---
base_model: google/gemma-3-270m-it
tags:
- medical
- healthcare
- chain-of-thought
- cot
- reasoning
- sft
- lora
- unsloth
- gemma
- gemma-3
- long-context
- transformers
license: apache-2.0
language:
- en
pipeline_tag: text-generation
datasets:
- FreedomIntelligence/medical-o1-reasoning-SFT
---
# Medical-Diagnosis-COT-Gemma3-270M
**Alpha AI (www.alphaai.biz)** fine-tuned Gemma-3 270M for **medical question answering with explicit chain-of-thought (CoT)**. The model emits reasoning inside ` ... ` followed by a final answer, making it well-suited for research on verifiable medical reasoning and for internal tooling where transparent intermediate steps are desired.
> ⚠️**Not for clinical use.** This model is a research system, not a medical device. Do not use it for diagnosis or treatment decisions.
---
## TL;DR
* **Base**: `google/gemma-3-270m-it` (Gemma 3, 270M params). Access requires accepting Google’s Gemma license on Hugging Face.

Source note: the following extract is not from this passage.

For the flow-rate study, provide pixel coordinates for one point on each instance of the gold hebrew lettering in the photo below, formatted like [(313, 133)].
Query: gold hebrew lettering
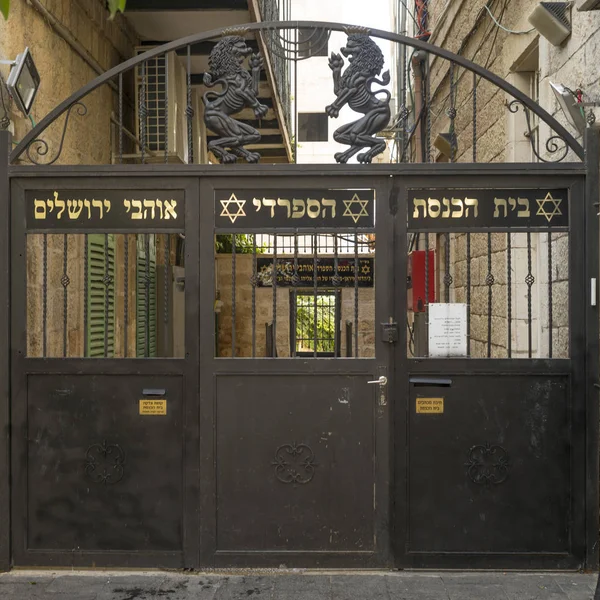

* **Data**: `FreedomIntelligence/medical-o1-reasoning-SFT` (`en` split; columns: `Question`, `Complex_CoT`, `Response`).
* **Training**: SFT with LoRA via Unsloth; assistant-only loss; sequences templated in Gemma-3 chat format.
* **Objective**: Produce `…` (reasoning) + final answer.
---
## Intended Use & Limitations
**Intended use**
* Research on medical reasoning, CoT interpretability, prompt engineering, dataset curation.
* Internal assistants that require visible reasoning traces (to be reviewed by humans).
**Out of scope / limitations**
* Not a substitute for clinician judgment; may hallucinate facts.
* No guarantee of guideline adherence (e.g., UpToDate/NICE/ACOG).
* Biases from synthetic/derived training data will propagate.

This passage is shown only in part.